En este sentido, parafraseó a García Lorca: «La literatura no quiere adeptos, quiere amantes». Y citó al italiano Claudio Magris: «Hace falta una educación que enseñe sin querer enseñar», para que aprender a leer, por ejemplo, no sea visto como una imposición.

Los premiados

En la modalidad de novela, premio dotado con 16.000 euros y al que han concurrido 104 manuscritos, el jurado, después de examinar las tres obras que quedaron finalistas, acordó proclamar ganadora la obra titulada 'Los perros de la eternidad', del autor Alejandro López Andrada, premiándose «la certera recreación de un mundo rural en vías de desaparición en contraste con la complicada actualidad político social. Una novela cargada de pulsión lírica y que mantiene la tensión narrativa hasta el final».

El escritor mostró su «alegría y gratitud», a la fundación CajaGranada, «por apostar por la cultura, la literatura, en estos tiempos tan malos para la lírica». Y dedicó el premio a su mujer y a sus dos hijas. «Soy un feminista y confío mucho en las mujeres, que me dan la vida y que me dan fuerza para seguir adelante».

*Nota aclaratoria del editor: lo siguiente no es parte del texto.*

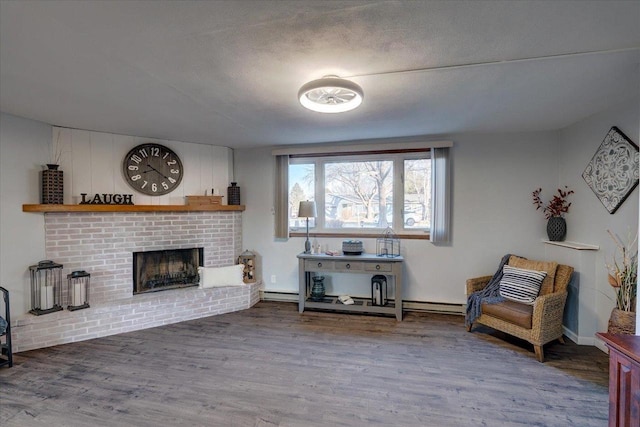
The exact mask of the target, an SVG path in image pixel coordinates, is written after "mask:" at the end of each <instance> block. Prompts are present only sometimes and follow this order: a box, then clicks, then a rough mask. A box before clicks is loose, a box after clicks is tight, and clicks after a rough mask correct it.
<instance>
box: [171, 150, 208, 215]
mask: <svg viewBox="0 0 640 427" xmlns="http://www.w3.org/2000/svg"><path fill="white" fill-rule="evenodd" d="M176 153H178V155H179V156H180V158H181V159H182V167H183V168H184V175H183V177H182V183H181V184H180V187H179V188H178V190H182V191H181V192H180V196H182V200H181V201H180V202H177V203H176V204H184V203H185V200H184V196H193V195H200V194H204V188H206V186H207V184H206V183H203V182H202V178H201V175H200V171H201V170H202V164H201V158H200V145H199V144H183V145H182V146H181V147H179V149H177V150H176Z"/></svg>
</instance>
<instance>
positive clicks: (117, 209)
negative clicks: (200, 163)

El jurado de poesía reconoció haberlo tenido difícil por la calidad de los trabajos y eligió, por unanimidad, 'Sin ir más lejos', de Fermín Herrero (Ausejo de la Sierra, Soria. 1963). Destacó «la maestría sintáctica que transmite por sí sola una visión desengañada de un mundo rural, ni bucólica ni idealizante. Utiliza un lenguaje popular que enriquece el texto. Se trata de un libro mágico de miradas hacia fuera, que mantiene un tono contenido». Esta modalidad está dotada con 10.000 euros y al mismo han concurrido 230 originales.

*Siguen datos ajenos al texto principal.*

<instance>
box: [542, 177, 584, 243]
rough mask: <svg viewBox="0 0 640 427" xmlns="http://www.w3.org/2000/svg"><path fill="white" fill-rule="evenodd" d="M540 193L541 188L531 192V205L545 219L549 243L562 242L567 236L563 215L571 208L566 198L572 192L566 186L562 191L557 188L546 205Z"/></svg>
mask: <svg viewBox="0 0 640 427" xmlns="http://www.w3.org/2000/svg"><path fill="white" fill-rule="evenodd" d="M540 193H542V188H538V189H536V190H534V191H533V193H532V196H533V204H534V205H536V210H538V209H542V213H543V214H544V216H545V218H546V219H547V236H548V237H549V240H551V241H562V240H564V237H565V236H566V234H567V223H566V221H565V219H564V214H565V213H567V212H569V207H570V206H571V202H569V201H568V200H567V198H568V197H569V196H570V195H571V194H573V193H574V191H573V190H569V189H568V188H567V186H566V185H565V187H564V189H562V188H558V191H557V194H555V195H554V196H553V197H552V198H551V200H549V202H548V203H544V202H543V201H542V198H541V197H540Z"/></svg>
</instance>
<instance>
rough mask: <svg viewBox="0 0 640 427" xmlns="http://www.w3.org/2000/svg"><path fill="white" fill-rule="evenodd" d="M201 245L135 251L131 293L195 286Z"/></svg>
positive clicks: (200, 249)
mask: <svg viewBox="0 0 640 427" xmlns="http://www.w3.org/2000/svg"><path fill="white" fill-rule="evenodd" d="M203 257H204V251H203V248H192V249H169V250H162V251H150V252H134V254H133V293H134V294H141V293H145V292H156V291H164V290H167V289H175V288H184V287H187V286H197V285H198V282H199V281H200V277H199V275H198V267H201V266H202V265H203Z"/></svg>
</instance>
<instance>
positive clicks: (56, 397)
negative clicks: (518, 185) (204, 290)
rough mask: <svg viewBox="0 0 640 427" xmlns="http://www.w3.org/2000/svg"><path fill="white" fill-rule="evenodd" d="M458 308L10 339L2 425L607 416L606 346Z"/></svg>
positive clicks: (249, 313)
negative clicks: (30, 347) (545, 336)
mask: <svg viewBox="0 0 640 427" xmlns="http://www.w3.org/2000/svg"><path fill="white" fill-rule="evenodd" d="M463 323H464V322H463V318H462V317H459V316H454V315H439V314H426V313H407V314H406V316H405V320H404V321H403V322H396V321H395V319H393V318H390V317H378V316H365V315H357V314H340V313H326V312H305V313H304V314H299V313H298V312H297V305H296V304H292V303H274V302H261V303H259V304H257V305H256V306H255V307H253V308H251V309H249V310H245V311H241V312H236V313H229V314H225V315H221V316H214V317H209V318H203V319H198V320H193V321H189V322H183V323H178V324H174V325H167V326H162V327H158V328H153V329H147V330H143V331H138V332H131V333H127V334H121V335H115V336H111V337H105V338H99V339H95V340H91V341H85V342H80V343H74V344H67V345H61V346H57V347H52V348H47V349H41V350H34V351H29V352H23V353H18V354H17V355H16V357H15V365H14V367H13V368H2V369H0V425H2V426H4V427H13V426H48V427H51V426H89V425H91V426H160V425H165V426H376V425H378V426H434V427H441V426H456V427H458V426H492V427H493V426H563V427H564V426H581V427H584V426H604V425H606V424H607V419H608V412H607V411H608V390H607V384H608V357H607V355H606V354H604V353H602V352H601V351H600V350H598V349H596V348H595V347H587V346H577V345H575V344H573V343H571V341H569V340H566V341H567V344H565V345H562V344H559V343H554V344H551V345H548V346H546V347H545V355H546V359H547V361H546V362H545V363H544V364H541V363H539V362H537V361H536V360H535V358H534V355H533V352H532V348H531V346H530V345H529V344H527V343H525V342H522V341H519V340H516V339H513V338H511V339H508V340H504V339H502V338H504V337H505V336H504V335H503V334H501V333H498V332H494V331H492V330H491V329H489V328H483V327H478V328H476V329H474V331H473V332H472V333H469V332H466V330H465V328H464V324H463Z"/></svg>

El poeta tuvo palabras para su esposa y para sus padres, «a toda su generación, que no pudo ir a la escuela, que vivió una guerra, los años del hambre..., y esta es una de las finalidades del libro».

Y en la categoría de Narrativa Juvenil, dotado con 10.000 euros y en la que se presentaron 57 obras, el jurado acordó, por unanimidad, premiar 'Anochece en los parques', de Ángela Armero Biadiu, valorando que «transmite un mensaje de esperanza y optimismo. Los personajes están bien construidos y son fuertes. La pluma de escritora es de gran calidad, su vocabulario es muy rico y la estructura de la novela es completa». «Escribimos para que nos quieran», dijo la autora, quien al recoger la distinción dijo acordarse «de las personas que no tienen techo y de las personas que les ayudan».

Autoridades

El director general de Innovación Cultural y del Libro de la Junta de Andalucía, Antonio José Lucas Sánchez, glosó la figura de cada premiado, elogió la labor de los jurados, la labor de la fundación CajaGranada y la hospitalidad de Jaén.

Del ganador del premio de novela dijo que «alza la voz por lo esencial», frente a la tensión social y política de los últimos años. Del ganador de poesía señaló que su obra remite a una visión rural nada bucólica o idealizada, que utiliza un lenguaje popular y que lo hace con magia y contención. «Un poeta que describe la belleza suele encerrar un ciudadano que busca la ética», proclamó. Y de la ganadora de literatura juvenil destacó su forma de construir y narrar.

«Ojalá todo vuelva a ser sólido, como dice Antonio Muñoz Molina, tan sólido como los Premios Literarios Jaén», concluyó el director general de la Junta.